17 USC 108(h) is a provision in U.S. copyright law introduced in the 1998 with the CTEA allowing libraries and archives to publish in facsimile or digital form for the non-commercial purposes of "preservation, scholarship, or research" any published work during the last 20 years of its copyright term if

  • the work is no longer subject to normal commercial exploitation (i.e., it's not sold regularly anymore), and
  • copies of the work cannot be obtained at a reasonable price,

and if the library or archive has performed a reasonable investigation that these two conditions do indeed hold.

Until 2005, section 108(h) did not apply to musical works, movies, images, and sculptures. Since April 27, 2005, it does apply to such works. (See the Preservation of Orphan Works Act and the House report 109-33.)

(In-)Applicability edit

At least for books, the second condition makes the provision inapplicable in practice because apparently the understanding is that "copies of the work" includes even antiquarian copies (used copies, second-hand copies). For other kinds of works, where there is no real second-hand market, it may still be applicable. Note, however, that old photographs often are available at antiquarian dealers. Furthermore, there's some ambiguity in the terms "reasonable price" and "reasonable investigation", which are not defined.

See [1] and [2].

PD-old-70 and 17 USC 108(h) edit

It was once thought that section 108 might provide a way out of the dilemma of non-U.S. PD-old-70 works that are still copyrighted in the U.S., but PD in many other countries. Given the "used copy" difficulties, I don't see how we could make use of that provision. Furthermore, the permission to publish such works applies only to archives and libraries; it does not extend to re-users, unless they themselves also are a library or an archive. The Wikipedias and Wikinewses are not archives. The Wikisources and the Commons are, IMO, archives.

Commons edit

For the Commons, the rule, even if it were applicable, thus doesn't help much, because while the Commons might be able to host and publish some images under this provision, such images could not be used in any Wikipedia under section 108. There also remains the question of whether such images are "free enough" to satisfy the conditions of the WMF licensing policy at all, or whether the WMF would consider that an EDP on the Commons.
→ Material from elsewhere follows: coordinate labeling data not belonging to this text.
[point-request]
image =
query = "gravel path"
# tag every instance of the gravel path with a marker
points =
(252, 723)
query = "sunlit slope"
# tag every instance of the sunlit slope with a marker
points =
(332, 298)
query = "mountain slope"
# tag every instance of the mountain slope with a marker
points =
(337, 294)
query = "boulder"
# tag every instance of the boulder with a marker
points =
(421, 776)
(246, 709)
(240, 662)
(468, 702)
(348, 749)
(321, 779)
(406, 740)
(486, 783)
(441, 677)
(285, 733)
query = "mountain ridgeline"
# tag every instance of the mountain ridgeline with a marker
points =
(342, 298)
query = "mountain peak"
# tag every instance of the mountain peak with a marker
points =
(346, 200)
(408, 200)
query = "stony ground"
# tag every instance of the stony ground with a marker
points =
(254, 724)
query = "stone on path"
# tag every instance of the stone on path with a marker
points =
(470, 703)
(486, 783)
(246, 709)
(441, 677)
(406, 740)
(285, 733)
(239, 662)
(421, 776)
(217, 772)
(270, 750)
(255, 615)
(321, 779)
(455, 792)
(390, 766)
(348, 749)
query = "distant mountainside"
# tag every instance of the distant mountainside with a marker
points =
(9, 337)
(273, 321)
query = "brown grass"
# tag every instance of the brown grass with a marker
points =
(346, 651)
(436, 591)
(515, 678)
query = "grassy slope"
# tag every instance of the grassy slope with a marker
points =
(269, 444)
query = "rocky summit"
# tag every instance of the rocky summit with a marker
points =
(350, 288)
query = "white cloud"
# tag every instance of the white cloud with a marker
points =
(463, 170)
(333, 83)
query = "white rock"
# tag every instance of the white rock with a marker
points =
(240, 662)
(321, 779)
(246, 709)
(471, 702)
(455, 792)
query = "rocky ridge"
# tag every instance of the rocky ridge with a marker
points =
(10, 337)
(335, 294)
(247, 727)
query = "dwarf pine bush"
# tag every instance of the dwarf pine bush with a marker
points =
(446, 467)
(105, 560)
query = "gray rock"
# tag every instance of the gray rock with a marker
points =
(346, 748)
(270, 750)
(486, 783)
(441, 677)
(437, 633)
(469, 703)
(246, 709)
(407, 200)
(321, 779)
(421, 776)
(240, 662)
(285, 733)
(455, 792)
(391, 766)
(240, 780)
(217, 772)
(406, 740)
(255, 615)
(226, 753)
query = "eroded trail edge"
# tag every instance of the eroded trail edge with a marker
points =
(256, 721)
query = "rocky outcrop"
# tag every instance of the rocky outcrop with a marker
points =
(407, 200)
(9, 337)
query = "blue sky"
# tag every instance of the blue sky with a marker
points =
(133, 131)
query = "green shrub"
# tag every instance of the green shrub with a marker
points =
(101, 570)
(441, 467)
The policy currently bars the Commons from having EDPs.

Wikipedias and Wikinewses edit

Images hosted on the Commons under 108(h) could be used locally on the Wikipedias and Wikinewses under "fair use" or an equivalent Exemption Doctrine Policy as allowed by the licensing policy, on projects where U.S. law applies (which may or may not be all of them). On projects where local foreign law was allowed to take precedence over U.S. law, the works could be used as PD works. It is currently being questioned whether U.S. law must be respected on all projects. There is a pending WMF Board resolution on this subject, but there's no due date for it.

Wikisources edit

For the Wikisources, section 108(h) would, if it were applicable, indeed allow to legally host PD-old-70 works published 1923 - currently 1932 (95 - 20 = 75 years ago). On Wikisources where U.S. law prevailed, an EDP would be needed for this. Since the permission to publish does not extend to downstream users unless they are libraries or archives themselves, such works would also need to be tagged to indicate that the works may still be copyrighted in the U.S. and are published under 17 USC 108(h). This is also required by 17 USC 108(a)(3). 17 USC 108(a) is an umbrella paragraph that applies to all subsequent paragraphs of 17 USC 108. See Rasenberger/Weston: Overview of the Libraries and Archives Exceptions in the Copyright Act, Section 108 Study Group of the Library of Congress and the U.S. Copyright Office, April 2005.

But as long as the existence of antiquarian copies makes the application of 17 USC 108(h) impossible in practice, none of these approaches seems feasible.